8 Haziran 2008 Pazar

DENİZ ATININ DİŞLERİ




DENİZ ATININ DİŞLERİ



Güneş, sıranın kendisine gelmesinin verdiği şımarıklıkla nazlı nazlı doğarken, her bir ışık huzmesi, annesinin elini bırakıp ta özgürce parka yayılan yaramaz çocuklar gibi dağılıyordu etrafa ve Anne Güneş az önceki mağrur edasını bir yana atarak yaramaz evlatlarını düzene sokma peşinde tatlı bir telaş içinde bulmuştu kendini.

İşte bu yaramaz yavru ışınlardan biri keskin ve ateşli mızrağını doğrultmuştu Ayvalık Sokaklarının bodur evlerinden birinin yatak odasına. Zülfikar’ın esmer poposu yorganın altından bir ayna edası ile meydan okurken yaramaz ışına, keskin bir acı ile fırladı Zülfikar yataktan. Kan ter içinde kalmışken ne olduğunu anlamaz bir şekilde ovuşturdu poposunu, bir böcek ısırmışçasına acırken poposu odasının camının mercek vazifesi ile yaramaz ışına yardım ve yataklık ettiğini anlamayacak kadar uyku mahmuru idi.

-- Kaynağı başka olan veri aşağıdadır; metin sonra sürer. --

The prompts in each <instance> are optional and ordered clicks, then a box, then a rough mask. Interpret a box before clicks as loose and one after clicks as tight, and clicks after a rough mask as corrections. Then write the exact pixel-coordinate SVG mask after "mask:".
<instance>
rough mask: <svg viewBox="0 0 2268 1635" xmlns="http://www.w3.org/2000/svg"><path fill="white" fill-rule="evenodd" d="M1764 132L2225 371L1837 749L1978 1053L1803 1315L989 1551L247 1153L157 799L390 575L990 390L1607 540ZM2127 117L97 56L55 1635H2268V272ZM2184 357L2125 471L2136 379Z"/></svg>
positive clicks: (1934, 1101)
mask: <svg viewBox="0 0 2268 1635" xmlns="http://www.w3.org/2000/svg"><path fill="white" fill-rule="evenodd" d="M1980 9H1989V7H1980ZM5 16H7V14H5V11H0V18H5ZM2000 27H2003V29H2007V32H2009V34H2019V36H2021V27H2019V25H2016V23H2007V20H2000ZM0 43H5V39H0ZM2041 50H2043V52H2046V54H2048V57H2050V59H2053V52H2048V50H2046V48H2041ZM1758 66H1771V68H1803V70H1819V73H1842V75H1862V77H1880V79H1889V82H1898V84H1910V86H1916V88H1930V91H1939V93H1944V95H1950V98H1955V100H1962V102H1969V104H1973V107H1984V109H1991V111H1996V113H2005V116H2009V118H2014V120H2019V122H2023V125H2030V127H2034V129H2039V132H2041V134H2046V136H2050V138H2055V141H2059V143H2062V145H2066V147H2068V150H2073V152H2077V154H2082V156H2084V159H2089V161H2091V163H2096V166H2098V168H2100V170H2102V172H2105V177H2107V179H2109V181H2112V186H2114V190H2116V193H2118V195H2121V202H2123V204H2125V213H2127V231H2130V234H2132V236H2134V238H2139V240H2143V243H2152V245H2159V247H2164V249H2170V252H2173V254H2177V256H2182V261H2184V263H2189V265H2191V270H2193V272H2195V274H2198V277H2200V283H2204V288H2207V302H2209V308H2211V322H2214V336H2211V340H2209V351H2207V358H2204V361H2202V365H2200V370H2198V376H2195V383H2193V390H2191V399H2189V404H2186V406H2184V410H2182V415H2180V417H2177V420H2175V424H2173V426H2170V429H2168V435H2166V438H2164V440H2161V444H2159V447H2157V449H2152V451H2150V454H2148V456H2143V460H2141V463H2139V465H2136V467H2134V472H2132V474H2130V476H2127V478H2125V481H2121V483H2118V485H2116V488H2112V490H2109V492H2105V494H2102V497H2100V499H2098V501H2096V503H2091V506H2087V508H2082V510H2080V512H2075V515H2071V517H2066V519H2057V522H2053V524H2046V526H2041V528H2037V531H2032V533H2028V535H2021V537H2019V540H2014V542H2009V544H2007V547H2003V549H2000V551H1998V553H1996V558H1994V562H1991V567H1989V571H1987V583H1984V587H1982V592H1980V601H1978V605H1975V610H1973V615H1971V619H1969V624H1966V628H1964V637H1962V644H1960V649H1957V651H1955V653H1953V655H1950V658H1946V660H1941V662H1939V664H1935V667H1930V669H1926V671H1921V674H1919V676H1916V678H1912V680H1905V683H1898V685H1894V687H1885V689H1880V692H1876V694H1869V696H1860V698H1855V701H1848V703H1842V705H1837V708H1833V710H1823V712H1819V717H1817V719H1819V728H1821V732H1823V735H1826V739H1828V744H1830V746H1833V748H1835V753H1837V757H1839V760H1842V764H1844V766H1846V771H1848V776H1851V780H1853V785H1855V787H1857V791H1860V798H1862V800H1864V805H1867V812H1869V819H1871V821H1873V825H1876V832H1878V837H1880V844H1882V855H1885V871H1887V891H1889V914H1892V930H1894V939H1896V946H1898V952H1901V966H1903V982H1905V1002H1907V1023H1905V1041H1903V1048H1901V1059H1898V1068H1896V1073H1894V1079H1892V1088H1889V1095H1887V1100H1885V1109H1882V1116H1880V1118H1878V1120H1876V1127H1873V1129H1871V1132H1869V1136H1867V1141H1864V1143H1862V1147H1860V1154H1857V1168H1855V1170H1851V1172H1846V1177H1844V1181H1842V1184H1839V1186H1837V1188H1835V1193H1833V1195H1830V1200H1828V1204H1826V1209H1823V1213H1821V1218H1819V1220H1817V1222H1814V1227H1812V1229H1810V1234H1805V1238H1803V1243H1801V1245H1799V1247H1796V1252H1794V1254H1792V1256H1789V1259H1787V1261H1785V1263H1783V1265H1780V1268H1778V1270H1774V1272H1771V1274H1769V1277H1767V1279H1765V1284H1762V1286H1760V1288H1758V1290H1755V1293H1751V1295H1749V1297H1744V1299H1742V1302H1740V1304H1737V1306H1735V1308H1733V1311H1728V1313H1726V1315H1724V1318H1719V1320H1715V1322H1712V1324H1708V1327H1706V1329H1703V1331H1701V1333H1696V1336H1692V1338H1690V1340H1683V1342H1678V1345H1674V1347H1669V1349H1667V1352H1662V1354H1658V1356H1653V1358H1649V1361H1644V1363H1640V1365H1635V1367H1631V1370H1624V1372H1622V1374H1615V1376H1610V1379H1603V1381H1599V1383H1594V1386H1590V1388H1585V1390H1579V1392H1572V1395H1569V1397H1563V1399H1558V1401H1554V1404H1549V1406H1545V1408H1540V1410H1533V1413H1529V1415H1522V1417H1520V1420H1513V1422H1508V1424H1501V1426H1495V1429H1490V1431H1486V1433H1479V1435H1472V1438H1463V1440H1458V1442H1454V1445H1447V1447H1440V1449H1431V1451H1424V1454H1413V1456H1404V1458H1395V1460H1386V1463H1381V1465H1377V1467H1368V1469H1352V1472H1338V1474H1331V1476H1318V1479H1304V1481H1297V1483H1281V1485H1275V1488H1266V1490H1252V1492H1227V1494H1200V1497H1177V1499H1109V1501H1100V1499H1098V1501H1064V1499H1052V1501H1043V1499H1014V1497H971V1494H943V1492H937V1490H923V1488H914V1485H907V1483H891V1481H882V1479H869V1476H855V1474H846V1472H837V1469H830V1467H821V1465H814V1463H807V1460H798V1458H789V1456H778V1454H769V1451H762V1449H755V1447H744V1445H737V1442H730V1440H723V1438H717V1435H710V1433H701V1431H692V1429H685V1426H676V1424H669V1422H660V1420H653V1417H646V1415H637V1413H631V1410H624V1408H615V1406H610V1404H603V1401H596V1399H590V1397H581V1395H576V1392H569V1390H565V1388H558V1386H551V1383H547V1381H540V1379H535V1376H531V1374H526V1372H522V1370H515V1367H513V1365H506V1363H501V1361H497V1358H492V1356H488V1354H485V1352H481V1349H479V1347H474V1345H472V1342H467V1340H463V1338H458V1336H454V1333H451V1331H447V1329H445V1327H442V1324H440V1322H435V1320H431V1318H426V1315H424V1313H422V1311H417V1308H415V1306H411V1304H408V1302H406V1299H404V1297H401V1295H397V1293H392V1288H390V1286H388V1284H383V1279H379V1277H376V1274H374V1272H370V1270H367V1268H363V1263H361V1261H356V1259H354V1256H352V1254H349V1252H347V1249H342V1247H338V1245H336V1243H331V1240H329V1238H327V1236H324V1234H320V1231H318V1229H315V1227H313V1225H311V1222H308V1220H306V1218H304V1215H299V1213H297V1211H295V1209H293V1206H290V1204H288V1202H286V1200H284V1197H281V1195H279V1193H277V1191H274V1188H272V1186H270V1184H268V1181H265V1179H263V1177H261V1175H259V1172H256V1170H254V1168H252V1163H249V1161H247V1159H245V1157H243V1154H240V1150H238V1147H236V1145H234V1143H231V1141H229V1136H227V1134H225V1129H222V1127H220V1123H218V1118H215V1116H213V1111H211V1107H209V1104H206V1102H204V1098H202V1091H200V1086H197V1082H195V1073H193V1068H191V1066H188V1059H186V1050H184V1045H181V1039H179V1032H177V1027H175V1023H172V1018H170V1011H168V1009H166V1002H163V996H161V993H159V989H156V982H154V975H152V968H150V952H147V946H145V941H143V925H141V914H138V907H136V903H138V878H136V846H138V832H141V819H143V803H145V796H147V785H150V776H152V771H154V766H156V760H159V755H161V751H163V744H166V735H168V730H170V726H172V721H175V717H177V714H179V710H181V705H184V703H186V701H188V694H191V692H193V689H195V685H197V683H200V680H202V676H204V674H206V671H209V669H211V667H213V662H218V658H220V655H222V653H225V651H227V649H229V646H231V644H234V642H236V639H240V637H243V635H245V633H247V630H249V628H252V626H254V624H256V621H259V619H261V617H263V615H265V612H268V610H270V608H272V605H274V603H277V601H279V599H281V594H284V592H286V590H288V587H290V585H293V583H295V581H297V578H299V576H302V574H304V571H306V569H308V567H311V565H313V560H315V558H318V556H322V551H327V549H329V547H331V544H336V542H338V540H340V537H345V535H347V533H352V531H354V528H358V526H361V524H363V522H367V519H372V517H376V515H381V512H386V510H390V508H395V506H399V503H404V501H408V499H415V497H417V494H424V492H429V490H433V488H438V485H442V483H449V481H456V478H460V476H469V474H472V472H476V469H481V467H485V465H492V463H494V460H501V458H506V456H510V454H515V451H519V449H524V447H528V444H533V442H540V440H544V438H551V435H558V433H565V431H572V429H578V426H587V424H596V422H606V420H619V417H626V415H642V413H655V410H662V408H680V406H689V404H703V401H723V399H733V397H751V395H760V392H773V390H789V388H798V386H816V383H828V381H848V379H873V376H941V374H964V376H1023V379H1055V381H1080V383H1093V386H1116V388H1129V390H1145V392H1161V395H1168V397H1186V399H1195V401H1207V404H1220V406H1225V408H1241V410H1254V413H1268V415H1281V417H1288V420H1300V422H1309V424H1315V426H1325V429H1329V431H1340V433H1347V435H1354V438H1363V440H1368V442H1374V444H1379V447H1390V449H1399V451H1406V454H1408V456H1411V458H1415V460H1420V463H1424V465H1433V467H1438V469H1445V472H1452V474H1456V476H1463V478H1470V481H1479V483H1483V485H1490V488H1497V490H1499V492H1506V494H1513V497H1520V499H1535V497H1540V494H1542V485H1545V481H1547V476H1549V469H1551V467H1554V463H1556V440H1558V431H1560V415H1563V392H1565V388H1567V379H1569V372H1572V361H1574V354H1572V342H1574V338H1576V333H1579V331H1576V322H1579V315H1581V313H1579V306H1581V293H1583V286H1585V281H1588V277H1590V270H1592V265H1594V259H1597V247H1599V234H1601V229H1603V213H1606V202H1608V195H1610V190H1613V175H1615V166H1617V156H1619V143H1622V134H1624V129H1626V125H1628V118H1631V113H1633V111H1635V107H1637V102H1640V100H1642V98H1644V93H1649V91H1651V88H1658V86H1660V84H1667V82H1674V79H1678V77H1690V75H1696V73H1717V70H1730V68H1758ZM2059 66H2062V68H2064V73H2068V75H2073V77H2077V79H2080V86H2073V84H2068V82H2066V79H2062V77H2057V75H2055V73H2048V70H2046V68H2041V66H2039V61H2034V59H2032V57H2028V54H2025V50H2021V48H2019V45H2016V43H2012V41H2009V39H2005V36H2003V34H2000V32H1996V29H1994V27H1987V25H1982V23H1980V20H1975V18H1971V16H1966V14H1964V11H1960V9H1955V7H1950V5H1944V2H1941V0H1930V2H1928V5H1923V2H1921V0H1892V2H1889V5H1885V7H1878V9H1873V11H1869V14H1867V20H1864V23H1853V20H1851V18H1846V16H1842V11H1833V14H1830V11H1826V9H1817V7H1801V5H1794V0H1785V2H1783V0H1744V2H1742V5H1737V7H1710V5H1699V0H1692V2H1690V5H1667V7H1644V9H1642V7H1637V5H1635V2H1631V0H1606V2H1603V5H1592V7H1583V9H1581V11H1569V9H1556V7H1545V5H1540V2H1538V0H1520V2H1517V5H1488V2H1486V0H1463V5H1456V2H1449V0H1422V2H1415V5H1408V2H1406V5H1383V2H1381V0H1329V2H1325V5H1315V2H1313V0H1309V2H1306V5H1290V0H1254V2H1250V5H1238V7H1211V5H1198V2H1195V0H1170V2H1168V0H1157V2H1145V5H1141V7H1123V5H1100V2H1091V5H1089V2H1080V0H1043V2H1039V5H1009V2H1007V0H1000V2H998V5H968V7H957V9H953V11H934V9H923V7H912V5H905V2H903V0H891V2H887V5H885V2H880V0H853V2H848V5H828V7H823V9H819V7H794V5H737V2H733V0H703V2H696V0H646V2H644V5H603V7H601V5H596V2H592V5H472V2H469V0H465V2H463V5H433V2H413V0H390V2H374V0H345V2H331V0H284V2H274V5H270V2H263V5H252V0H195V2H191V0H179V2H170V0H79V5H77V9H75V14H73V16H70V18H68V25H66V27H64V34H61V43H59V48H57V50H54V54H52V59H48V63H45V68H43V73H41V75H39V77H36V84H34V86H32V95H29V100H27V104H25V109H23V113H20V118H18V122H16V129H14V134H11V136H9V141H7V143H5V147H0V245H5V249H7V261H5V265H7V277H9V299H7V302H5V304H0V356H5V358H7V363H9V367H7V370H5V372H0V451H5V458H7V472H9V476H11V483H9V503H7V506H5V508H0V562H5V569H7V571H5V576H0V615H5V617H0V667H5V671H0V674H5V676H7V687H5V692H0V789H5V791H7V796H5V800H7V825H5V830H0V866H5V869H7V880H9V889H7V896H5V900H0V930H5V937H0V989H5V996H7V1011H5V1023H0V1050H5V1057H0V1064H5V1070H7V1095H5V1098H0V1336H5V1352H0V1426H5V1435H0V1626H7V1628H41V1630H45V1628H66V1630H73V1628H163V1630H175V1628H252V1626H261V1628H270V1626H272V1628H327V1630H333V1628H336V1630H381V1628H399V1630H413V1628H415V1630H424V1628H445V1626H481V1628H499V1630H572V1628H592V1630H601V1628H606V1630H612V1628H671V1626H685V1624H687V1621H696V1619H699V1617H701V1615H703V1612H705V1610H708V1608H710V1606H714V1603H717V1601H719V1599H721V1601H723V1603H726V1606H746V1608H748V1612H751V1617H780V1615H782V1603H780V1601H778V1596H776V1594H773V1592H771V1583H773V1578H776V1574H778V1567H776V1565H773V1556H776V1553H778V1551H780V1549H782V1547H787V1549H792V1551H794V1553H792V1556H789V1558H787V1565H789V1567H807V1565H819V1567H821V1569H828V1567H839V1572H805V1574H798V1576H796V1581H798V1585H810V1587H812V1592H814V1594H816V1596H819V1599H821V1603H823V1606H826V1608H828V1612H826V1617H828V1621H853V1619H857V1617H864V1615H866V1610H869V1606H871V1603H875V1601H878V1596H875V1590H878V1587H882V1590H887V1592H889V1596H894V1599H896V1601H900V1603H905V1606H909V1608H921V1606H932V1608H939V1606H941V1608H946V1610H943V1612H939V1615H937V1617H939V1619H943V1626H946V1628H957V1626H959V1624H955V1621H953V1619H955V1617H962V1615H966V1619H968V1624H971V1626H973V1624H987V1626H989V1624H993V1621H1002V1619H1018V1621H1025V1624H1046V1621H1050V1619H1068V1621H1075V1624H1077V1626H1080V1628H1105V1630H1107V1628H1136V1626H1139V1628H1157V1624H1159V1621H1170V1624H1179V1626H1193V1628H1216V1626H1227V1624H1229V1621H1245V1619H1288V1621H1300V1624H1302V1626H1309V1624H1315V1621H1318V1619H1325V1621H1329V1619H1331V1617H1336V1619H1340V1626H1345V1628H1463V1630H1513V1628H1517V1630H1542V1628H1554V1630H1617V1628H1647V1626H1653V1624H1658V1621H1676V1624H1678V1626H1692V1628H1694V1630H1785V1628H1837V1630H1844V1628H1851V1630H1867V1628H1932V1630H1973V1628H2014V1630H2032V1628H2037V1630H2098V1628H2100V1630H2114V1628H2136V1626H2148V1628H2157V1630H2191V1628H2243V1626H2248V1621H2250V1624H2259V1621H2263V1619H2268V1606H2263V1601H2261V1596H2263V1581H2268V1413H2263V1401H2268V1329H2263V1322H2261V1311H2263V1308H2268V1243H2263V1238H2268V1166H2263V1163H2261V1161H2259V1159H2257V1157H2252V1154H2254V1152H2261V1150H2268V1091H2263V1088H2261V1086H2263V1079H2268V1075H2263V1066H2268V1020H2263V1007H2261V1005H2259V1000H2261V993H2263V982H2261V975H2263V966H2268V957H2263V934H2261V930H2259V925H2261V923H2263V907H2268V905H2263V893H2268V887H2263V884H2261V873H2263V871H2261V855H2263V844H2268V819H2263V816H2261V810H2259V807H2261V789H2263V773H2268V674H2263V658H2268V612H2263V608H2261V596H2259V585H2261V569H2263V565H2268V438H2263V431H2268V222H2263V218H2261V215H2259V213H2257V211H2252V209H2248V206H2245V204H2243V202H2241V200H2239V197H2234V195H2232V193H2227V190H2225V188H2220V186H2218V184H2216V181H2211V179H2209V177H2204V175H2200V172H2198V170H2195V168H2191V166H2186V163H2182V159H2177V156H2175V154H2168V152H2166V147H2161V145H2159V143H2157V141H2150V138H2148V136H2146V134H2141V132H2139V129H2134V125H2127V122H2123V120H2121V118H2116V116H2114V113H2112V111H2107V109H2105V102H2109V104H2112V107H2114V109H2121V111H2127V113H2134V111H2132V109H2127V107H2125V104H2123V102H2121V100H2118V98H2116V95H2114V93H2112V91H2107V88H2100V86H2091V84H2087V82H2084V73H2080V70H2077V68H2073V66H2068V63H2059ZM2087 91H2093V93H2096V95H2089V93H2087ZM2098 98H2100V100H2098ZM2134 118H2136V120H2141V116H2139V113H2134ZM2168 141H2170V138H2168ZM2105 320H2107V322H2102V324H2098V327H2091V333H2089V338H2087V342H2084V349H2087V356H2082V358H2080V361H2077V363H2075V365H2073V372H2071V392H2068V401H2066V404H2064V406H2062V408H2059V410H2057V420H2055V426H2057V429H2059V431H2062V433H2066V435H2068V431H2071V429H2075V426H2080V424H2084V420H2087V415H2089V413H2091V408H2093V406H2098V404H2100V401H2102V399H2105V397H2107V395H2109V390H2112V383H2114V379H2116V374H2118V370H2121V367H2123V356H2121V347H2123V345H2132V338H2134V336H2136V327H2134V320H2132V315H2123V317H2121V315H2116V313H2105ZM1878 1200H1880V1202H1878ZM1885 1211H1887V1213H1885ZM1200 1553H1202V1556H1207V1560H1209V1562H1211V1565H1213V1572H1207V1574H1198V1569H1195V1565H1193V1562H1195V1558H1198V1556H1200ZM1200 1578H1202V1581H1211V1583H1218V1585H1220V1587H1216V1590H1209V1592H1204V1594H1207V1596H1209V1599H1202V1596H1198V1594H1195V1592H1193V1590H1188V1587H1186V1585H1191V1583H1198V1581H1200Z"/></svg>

Saatine baktı dehşetle bir şey hatırlamışçasına ve yataktan öyle bir attı ki kendini, ayaklarına dolanan pikenin sinsi tuzağına düşüp kendini yerde buldu, okkalı bir küfür savururken, tişörtten bozma yazlık pijaması da çoktan kafasına geçmişti bile. Anlaşılan bugün evrendeki tüm varlıklar – güneşinden pikesine- Zülfikar’a şaka yapmak için anlaşmıştı.

Bir müddet yerde pes etmiş bir şekilde uzandıktan sonra tüm gücünü toplayarak üzerinde ne var ne yok çıkardı Zülfikar, artık hiçbir varlık kendisinin yoluna çıkamayacaktı, bir zafer edası ile anadan doğma bir şekilde kollarını “güç bende artık” diye iki yana açarak tek kaşı kalkık çapaklı gözleri ile bakarken gardrobun aynasına, kader, güneş ve yaramaz ışınlarla bir olmuş, yollamıştı ninesini odaya o anda.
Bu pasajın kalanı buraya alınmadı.